What about Cheerios? Those little Os were once whole, unadulterated oats but then they were ground into flour, mixed with corn starch, sugar, water and preservatives and forced, under extreme pressure, thru a Teflon-coated die to produce their characteristic shape.  In comparison to whole grains, cold breakfast cereals provide little energy and reduced nutrient bioavailability.

The Romans conquered the British but found the wild Scotsmen invincible. When researching my book, The Splendid Grain one old account I read attributed the highlander’s prowess and guerrilla-like mobility to their staple food.  Each highlander carried a pouch of oat meal and dinner was as quick as mixing sea water with the meal to form a cake that, in minutes, baked on a hot stone over an open fire.

Cultivated oats are native to Northern, Central Asia but found a permanent home in the British Isles, Scandinavia and other cold, damp climates. That the Celt’s staple grain, or daily bread, was oats is reflected by the number of their oat dishes including  aran isenach, bannock, broonie, atholl brose, farl, skirilie, sowans, haver, struan micheil, hodgils and kaaka.

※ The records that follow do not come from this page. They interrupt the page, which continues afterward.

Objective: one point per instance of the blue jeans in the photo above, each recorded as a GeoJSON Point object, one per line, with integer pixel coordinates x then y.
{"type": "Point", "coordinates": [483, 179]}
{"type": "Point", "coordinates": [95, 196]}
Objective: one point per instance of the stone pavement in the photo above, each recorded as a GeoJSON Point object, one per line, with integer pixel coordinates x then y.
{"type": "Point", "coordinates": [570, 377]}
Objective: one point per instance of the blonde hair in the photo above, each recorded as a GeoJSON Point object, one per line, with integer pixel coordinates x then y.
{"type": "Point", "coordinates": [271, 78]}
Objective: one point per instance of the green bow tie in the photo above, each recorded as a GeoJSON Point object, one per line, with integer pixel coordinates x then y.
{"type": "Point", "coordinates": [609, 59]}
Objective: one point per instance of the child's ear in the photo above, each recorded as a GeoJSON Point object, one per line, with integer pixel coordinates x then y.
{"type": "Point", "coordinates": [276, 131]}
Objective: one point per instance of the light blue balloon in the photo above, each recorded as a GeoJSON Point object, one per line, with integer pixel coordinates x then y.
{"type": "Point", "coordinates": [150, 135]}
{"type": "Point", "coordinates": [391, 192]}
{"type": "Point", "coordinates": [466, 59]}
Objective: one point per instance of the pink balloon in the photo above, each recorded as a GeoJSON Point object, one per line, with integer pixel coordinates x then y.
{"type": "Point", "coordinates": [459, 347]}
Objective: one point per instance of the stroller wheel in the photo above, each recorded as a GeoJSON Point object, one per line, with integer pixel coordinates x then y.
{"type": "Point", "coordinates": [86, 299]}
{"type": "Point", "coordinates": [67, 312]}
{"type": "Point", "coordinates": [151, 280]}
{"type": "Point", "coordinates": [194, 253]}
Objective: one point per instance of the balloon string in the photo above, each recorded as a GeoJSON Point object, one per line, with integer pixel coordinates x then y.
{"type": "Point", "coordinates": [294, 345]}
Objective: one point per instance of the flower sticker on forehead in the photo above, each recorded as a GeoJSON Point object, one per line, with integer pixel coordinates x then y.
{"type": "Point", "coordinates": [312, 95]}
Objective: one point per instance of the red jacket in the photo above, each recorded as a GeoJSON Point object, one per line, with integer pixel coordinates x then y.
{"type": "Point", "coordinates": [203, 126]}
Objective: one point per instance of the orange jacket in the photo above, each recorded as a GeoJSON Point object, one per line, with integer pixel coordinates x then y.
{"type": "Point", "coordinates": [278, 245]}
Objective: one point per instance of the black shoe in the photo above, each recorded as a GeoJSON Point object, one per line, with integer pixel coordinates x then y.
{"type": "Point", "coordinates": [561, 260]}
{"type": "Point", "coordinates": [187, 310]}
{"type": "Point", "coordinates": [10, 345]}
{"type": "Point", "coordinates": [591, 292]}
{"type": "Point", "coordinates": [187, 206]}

In a well supplied market (or on the internet), you’ll find oats available in these basic forms:

  • Whole Oats, also called oat groats, are about the size of long-grain rice and have a distinctively sweet oat flavor. An easy way to cook them is in a crock pot: 1 cup of oats, a pinch of salt and 3 cups water simmered overnight.  See recipe below.

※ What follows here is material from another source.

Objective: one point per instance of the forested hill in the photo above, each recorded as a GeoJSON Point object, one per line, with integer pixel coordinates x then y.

  • Steel-Cut Oats (also called Scottish, Pin or Irish oats) are oat groats cut into two or three pieces. They’ve a satisfying moist but chewy texture and besides breakfast, may be used in stuffing, soups or even, in place of bulgur, in a taboulie-like salad.

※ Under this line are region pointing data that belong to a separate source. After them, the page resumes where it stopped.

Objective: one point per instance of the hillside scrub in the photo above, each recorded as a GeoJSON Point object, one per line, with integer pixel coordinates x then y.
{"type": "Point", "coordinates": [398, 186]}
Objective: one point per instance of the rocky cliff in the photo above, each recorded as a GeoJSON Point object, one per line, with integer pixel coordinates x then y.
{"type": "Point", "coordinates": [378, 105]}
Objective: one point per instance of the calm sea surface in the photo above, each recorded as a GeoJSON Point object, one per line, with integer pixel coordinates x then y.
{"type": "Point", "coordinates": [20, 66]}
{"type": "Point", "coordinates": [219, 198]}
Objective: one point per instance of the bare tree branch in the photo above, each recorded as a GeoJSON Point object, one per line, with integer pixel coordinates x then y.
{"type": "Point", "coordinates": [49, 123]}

  • Rolled Oats are made by pressing whole oats between two rollers. Each rolled oat is one flattened oat. Depending upon the pressure of the rollers, the resulting oat may be thin or, the “old-fashioned” and thick.
  • Instant or Quick Oats are groats that have been pre-cooked in water, dried, and then rolled into super-thin pieces and, typically mixed with sugar, salt and other seasonings. The particles are so tiny that they don’t require cooking.
  • Oat Flour yields a sweet, cakelike crumb that retains its freshness far longer than wheat flour.  Substitute up to 20 percent oat flour for corn, wheat or rice flour in quick breads, cakes and muffins. To my taste, a waffle containing oat flour is unsurpassable.  For a dairyfree but milk-like base, use oat flour in soups, sauces and roux.